Die JPR-Studie listet sieben Stereotype auf. Wenn sie als antisemitisch bestimmt werden, so die Forscher, liege das daran, dass Juden sie verletzend finden: „Von einigen Vorstellungen weiß man, dass sie bei Juden als antisemitisch empfunden werden, und diese Studie nimmt  eine jüdische Perspektive ein als Ausgangspunkt hinsichtlich dessen, was Antisemitismus ausmacht.“[4] Aber eine Verallgemeinerung kann nun mal verletzend wie auch wahr sein, da sie in Wahrheit oft einer bitteren Pille gleichkommt. Wenn die verletzende Verallgemeinerung wahr ist, dann kann sie – insofern als der Begriff antisemitisch ein irrationales Ansinnen signalisiert – nicht antisemitisch sein. Vor etwa 20 Jahren schrieb Daniel Jonah Goldhagen ein Buch, in dem er behauptete, dass der Nazi-Holocaust seinen Ursprung in einer tief verwurzelten deutschen Veranlagung zur Ermordung von Juden habe.

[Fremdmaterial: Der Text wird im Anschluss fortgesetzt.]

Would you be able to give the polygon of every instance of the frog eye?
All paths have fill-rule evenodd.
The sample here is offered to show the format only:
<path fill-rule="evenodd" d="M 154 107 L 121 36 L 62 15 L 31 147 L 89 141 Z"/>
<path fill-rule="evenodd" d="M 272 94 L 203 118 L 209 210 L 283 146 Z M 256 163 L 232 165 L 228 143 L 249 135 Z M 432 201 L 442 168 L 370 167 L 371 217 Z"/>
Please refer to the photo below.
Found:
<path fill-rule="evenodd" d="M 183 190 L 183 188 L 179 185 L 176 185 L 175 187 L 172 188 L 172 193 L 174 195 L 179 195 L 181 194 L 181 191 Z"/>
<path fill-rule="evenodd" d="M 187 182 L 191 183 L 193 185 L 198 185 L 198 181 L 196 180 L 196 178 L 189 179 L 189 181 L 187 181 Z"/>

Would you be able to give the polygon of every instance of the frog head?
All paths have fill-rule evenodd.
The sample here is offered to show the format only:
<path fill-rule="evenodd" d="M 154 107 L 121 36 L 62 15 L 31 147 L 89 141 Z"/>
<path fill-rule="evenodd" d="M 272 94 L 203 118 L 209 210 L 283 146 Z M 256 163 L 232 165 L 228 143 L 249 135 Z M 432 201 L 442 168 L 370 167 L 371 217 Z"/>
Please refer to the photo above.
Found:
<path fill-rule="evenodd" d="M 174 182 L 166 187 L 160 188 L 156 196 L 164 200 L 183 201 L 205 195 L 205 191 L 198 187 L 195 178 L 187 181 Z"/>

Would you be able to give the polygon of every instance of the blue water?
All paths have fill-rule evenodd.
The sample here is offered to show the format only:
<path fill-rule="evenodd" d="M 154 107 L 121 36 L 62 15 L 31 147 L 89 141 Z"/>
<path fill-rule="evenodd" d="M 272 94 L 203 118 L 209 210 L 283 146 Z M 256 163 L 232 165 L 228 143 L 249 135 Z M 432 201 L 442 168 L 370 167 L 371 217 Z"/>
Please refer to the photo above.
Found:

Wäre das wahr, ließe seine These sich nicht als „antiteutonisch“ bezeichnen: „Es gibt keinen offensichtlichen Grund für die Ablehnung von Goldhagens These“, bemerkte der Schreiber dieser Zeilen damals. „Sie ist in sich weder rassistisch noch sonstwie illegitim. Es gibt keinen augenscheinlichen Grund, warum eine Kultur nicht von einem fanatischen Hass erfüllt sein könnte“[5] Auch wenn Deutsche bei dieser ihrer Charakterisierung unangenehm berührt sein mögen, sie in der Tat als extrem beleidigend empfinden, wenn die Fakten sie bestätigen, dann kann man nicht sagen, dass sie in irrationaler Böswilligkeit wurzelt. Allerdings untermauerten die von Goldhagen vorgelegten Beweise seine These nicht, aber das ist eine andere Angelegenheit.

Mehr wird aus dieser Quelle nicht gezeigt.